Cukup disayangkan memang, jawaban dari Komnas HAM terbilang normatif terkait respon dan rekomendasi yang dapat diberikan. Sebagaimana diakui, perjuangan ini memang terlalu berat jika sepenuhnya ditumpukan kepada komisi nasional yang satu ini. Namun pihak Komnas HAM juga mengingatkan bahwa seharusnya aparat pemerintahan dapat didesak untuk melakukan tindakan yang melindungi kaum lemah.

Dalam menyampaikan rekomendasi solusi Mbak Alissa mengingatkan sifat dan cakupan Jaringan Gusdurian yang mewadahi setiap orang yang merasa sebagai murid dari Gus Dur, sehingga bersifat terbuka dan interdependen. Jejak karya dan pemikiran Gus Dur sebenarnya tertanam di banyak bidang, oleh karenanya setiap daerah dan setiap ranah perlu terus berjejaring untuk mewarisi serta mengembangkan karya/pemikiran Gus Dur.

Terkait pelanggaran HAM dan lebih khusus KBB, Mbak Alissa merekomendasikan agar Jaringan Gusdurian:
  1. Memperdalam kajian terkait UU dan aturan di tingkat lokal yang berpotensi dijadikan senjata maupun memiliki celah untuk melakukan tindakan intoleransi.
  2. Membangun hubungan dengan pihak kepolisian terutama untuk memastikan pemahaman di tingkat aparat daerah terkait Protap Perlindungan HAM.

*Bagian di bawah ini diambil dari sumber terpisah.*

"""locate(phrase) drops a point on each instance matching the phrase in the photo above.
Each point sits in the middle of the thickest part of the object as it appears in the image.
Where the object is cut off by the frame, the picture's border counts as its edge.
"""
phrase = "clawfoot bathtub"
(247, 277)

  3. Mendorong terbentuknya unit pelayanan khusus (sebisa mungkin multidimensi) untuk melakukan pendampingan terhadap kaum minoritas yang mengalami diskriminasi.

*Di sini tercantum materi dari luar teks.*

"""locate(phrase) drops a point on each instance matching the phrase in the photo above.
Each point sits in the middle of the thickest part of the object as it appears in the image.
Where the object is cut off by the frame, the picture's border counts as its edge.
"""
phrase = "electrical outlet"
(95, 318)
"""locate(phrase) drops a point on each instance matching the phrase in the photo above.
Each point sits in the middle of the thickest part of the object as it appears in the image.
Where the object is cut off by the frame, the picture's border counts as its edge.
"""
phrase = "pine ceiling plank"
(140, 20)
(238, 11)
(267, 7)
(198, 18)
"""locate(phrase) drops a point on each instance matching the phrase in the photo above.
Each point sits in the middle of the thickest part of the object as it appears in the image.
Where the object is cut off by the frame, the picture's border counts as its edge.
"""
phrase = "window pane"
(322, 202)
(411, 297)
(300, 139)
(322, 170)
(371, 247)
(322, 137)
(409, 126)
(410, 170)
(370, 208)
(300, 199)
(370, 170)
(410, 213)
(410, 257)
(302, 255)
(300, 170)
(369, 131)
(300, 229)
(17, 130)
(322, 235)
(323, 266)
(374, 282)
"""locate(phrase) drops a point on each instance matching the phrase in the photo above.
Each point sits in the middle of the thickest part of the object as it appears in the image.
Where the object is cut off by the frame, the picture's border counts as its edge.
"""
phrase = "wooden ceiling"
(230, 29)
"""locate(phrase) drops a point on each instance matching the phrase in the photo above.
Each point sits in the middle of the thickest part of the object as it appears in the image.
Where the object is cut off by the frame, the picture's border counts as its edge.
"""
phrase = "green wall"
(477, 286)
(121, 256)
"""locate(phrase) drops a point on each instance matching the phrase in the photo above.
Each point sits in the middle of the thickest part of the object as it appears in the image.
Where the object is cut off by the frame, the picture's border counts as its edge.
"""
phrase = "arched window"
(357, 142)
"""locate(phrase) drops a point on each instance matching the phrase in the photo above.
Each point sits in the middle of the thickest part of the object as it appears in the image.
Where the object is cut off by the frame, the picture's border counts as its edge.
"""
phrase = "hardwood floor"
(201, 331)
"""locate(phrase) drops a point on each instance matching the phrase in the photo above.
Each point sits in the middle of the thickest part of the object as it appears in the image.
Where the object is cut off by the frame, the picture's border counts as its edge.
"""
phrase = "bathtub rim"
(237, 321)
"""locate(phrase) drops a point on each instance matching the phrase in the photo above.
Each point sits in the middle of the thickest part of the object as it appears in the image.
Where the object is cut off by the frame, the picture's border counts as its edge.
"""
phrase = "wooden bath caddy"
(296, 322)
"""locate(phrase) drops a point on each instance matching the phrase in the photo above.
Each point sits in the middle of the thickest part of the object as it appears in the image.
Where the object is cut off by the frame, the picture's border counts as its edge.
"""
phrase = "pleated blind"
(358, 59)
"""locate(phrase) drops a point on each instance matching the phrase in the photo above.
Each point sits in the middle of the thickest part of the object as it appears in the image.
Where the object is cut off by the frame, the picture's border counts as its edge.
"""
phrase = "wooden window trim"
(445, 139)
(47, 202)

  4. Mengunggah kampanye kreatif demi mengususng persepsi bahwa HAM adalah produk lokal dan membumi di Indonesia (bukan sekedar produk asing yang dipaksa diterapkan di sini).

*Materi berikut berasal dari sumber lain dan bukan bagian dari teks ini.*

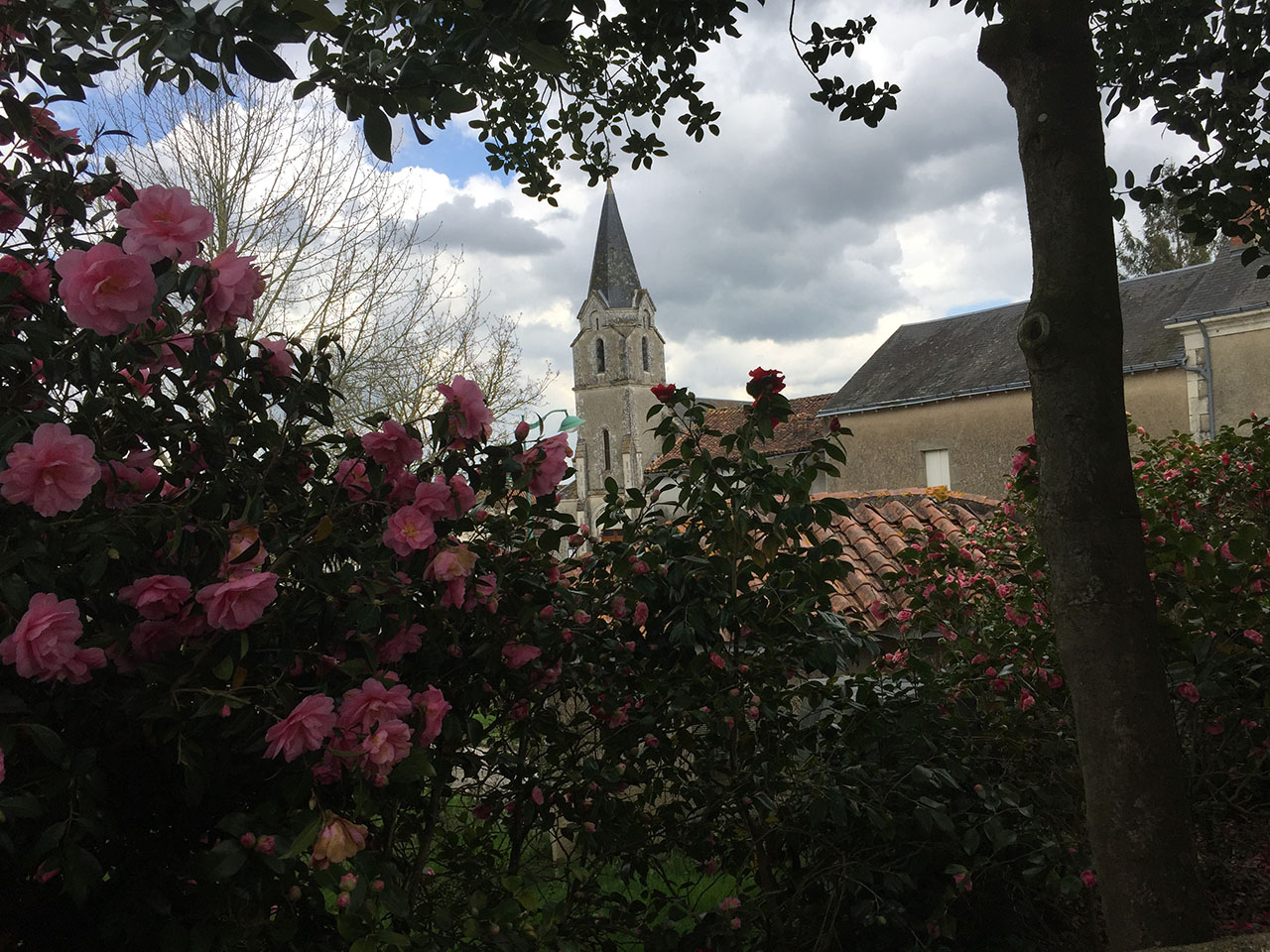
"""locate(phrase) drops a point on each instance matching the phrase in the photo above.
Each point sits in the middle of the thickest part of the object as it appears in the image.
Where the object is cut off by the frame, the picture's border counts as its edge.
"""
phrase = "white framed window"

Sebagai tambahan saat ini rekan-rekan di Jaringan Gusdurian tengah merampungkan bahan untuk KPU dan penataran bagi para caleg soal bahaya dan risiko hukum dari kampanye-kampanye diskriminatif (hate speech, menyinggung SARA, dll). Diharapkan bahan ini dapat disampaikan pada tiap caleg dan juga dapat menjadi pegangan bagi masyarakat untuk membantu mengawasi.